The Government needs to set clearer expectations about acceptable methods of investigation for public servants.
This week the Herald revealed that the Ministry of Business, Innovation and Employment has spent $112,000 hiring a security firm to teach staff how to use fake social media profiles to gather intelligence.
The document outlining the contract was posted on MBIE's website on the day State Services Commissioner Peter Hughes released a report which showed government agencies including MBIE had used private investigators Thompson and Clark to secretly record insurance claimants and spy on protesters - a decision described by Hughes as "an affront to democracy".
Regional Economic Development Minister Shane Jones has promised senior ministers will be briefed on the MBIE course, saying New Zealanders should be able to go about their daily business "without the fear of bureaucrats peering into their social media".
However he added that the training might be useful for Immigration staff trying to track international students who used student visas as a back door to New Zealand residency.
Jones' answer suggests the training could well be a hamfisted attempt to deal with a legitimate problem. Government departments have been caught asleep at the wheel on a number of fronts for many years, often because they clung to a mantra of light-handed regulation instead of taking decisive action.
The former Building Industry Authority failed dismally to stop the leaky building crisis 20 years ago because it believed the construction industry would monitor itself. The Qualifications Authority and Immigration New Zealand were too slow to act on illegal behaviour in the lucrative export education sector, preferring to give repeat offenders second chances for years instead of prosecuting.
The same overly cautious approach led to the resignation last month of NZTA chief executive Fergus Gammie, after it emerged that his agency had not been checking warrant of fitness providers properly.

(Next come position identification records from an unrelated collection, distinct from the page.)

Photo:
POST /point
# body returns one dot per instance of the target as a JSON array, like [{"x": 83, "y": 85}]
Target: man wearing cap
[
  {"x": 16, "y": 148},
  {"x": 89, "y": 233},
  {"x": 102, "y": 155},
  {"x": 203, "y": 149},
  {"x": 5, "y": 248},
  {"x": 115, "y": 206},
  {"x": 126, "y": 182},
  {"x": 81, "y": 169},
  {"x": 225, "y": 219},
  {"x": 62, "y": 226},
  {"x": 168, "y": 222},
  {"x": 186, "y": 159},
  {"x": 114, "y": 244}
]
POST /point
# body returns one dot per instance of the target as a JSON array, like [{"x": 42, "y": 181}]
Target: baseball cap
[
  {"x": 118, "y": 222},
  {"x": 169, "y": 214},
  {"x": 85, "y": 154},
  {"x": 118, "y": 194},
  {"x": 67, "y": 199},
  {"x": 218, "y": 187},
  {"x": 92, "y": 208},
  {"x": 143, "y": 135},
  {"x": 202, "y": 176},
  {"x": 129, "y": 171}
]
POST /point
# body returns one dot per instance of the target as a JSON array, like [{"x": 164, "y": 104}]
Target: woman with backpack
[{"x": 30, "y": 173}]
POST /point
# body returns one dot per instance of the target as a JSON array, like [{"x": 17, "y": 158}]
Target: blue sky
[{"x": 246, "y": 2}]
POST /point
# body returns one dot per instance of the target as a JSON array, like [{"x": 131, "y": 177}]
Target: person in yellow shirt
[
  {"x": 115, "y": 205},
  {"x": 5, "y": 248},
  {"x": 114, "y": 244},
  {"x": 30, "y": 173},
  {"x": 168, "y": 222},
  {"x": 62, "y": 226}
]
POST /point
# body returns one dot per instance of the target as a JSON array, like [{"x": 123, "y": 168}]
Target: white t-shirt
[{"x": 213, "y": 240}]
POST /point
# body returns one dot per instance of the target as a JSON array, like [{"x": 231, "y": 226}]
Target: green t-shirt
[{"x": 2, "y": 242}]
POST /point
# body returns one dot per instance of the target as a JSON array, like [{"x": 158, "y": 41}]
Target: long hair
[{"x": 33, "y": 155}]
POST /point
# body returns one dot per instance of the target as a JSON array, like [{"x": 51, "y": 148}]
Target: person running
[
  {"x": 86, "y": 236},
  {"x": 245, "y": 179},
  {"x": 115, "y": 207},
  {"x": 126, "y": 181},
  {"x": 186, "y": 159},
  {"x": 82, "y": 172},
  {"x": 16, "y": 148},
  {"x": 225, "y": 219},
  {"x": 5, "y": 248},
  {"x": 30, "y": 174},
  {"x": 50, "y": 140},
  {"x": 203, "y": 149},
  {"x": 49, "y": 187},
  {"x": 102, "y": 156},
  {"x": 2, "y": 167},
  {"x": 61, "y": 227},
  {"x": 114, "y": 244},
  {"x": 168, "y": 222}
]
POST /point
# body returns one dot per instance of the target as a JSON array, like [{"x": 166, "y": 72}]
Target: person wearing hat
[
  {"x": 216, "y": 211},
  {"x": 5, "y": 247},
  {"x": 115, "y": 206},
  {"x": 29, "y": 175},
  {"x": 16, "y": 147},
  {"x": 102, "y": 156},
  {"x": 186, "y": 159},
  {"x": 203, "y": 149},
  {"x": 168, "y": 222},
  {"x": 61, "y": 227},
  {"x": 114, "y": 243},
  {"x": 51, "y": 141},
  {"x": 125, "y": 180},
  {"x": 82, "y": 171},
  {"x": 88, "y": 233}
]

More than 20,000 suspect warrants have been issued and at least one death has been linked to the inadequate checks.
It must be tempting for both ministers and bureaucrats to conclude that at times it is necessary to put the rulebook aside to get the job done. In fact the opposite is the case.

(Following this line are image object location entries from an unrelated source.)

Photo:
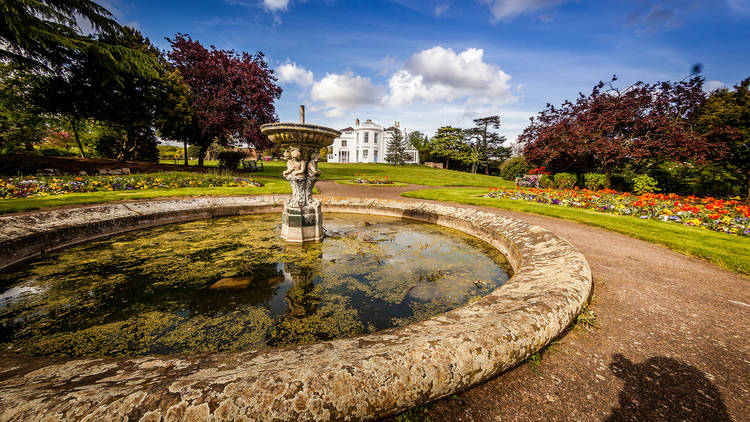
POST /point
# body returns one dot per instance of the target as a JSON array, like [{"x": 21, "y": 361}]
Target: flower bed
[
  {"x": 36, "y": 186},
  {"x": 728, "y": 216},
  {"x": 362, "y": 179}
]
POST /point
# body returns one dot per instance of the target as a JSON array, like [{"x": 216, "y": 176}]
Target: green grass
[
  {"x": 414, "y": 174},
  {"x": 384, "y": 185},
  {"x": 27, "y": 204},
  {"x": 728, "y": 251}
]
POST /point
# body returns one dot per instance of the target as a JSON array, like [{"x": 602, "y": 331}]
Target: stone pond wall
[{"x": 348, "y": 379}]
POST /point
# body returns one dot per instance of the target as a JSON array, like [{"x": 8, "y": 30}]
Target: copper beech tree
[
  {"x": 231, "y": 95},
  {"x": 610, "y": 128}
]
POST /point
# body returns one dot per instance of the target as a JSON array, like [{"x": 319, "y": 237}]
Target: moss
[{"x": 148, "y": 292}]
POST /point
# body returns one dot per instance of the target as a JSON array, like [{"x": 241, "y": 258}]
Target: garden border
[{"x": 356, "y": 378}]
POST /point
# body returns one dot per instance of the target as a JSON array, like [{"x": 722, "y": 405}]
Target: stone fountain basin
[
  {"x": 299, "y": 134},
  {"x": 351, "y": 379}
]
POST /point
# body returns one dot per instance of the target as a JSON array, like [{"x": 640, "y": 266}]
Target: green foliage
[
  {"x": 565, "y": 180},
  {"x": 644, "y": 184},
  {"x": 230, "y": 159},
  {"x": 729, "y": 251},
  {"x": 396, "y": 151},
  {"x": 44, "y": 34},
  {"x": 546, "y": 181},
  {"x": 449, "y": 144},
  {"x": 725, "y": 117},
  {"x": 415, "y": 414},
  {"x": 513, "y": 167},
  {"x": 595, "y": 181},
  {"x": 22, "y": 123}
]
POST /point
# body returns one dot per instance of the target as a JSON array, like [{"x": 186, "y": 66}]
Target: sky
[{"x": 432, "y": 63}]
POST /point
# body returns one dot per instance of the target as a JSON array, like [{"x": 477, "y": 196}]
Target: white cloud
[
  {"x": 740, "y": 6},
  {"x": 440, "y": 9},
  {"x": 507, "y": 9},
  {"x": 341, "y": 91},
  {"x": 276, "y": 5},
  {"x": 713, "y": 86},
  {"x": 439, "y": 74},
  {"x": 290, "y": 72}
]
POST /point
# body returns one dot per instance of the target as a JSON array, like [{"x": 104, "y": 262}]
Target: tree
[
  {"x": 44, "y": 35},
  {"x": 421, "y": 143},
  {"x": 22, "y": 123},
  {"x": 395, "y": 153},
  {"x": 488, "y": 144},
  {"x": 725, "y": 119},
  {"x": 641, "y": 125},
  {"x": 232, "y": 95},
  {"x": 449, "y": 143},
  {"x": 126, "y": 102}
]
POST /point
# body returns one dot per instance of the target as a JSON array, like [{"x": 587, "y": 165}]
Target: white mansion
[{"x": 367, "y": 143}]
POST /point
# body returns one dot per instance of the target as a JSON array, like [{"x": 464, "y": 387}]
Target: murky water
[{"x": 232, "y": 284}]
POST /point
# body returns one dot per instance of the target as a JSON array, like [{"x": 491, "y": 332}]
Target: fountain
[{"x": 302, "y": 220}]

If public servants need more powers, they should lobby their masters to get them and politicians should debate the proposed changes in public. If officials can show they need greater legal authority or even training in the arts of subterfuge to stamp out criminal behaviour, they may win official support.
But such decisions should never be made in secret, with the unfortunate appearance that government departments have suspended normal rules, including natural justice.
Sadly the MBIE training session and the SSC report into MBIE, the SIS and the Ministry for Primary Industries are not the only recent examples. Last year the Social Security Appeal Authority had to tell Ministry of Social Development staff to stop using false names in reviewing appeals by beneficiaries. Staff claimed it was necessary for their protection but the authority said the idea of faceless decision-makers was repugnant.
It looks as if the professional culture of some government departments needs an overhaul.